The United States and its allies have provided billions of dollars of weapons to Ukraine since Russia attacked the country two years ago in what Moscow calls a “special military operation”.

That has included weapons being phased out by some Western nations, like F-16 fighter jets from the Netherlands.

Koo, speaking to reporter at parliament and responding to a question on whether Taiwan’s decades-old HAWK missiles could go to Ukraine, said Taiwan no longer needed the weapons and their decommissioning was being handled in accordance with regulations.

“If the U.S. side requests that we transfer them back to them, we will do so in accordance with the relevant regulations and return them to the United States, and then the United States will decide what to do with them,” he said, without elaborating.

Taiwan has offered strong moral support to Ukraine since the invasion, seeing parallels with the threat Taipei says it faces from its giant neighbour China, which claims the democratically governed island as its own territory.

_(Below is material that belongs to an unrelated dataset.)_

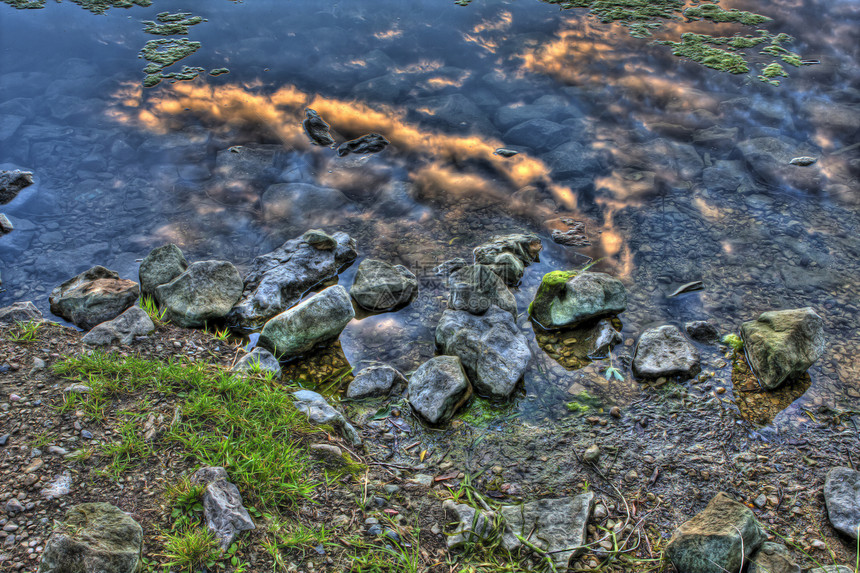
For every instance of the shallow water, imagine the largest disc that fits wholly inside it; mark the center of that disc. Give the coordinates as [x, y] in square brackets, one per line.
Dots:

But Taiwan has not made any public announcements about directly sending weapons to Ukraine.

Taiwan is in the process of upgrading its own missile defences, including a deal with the United States announced last month worth almost $2 billion for National Advanced Surface-to-Air Missile System (NASAMS) medium-range air defence solutions that includes the advanced AMRAAM Extended Range surface to air missiles.

The NASAMS system has been battle tested in Ukraine and represents a significant increase in air defence capabilities that the United States is exporting to Taiwan as demand for the system surges.

The Raytheon MIM-23 HAWK system – a contrived acronym for Homing All the Way Killer – was designed in the depths of the Cold War to shoot down enemy bombers. It was refined and upgraded in the decades since then, including variants by user countries such as Denmark, the Netherlands and Norway, according to U.S. military documents.

Although the U.S. military no longer uses it, and the HAWK is considered less capable than more modern air defence systems, the most recent variants are capable of hitting targets at altitudes as low as 60 metres – a useful trait against the barrages of small, slow one-way attack drones Ukraine has faced.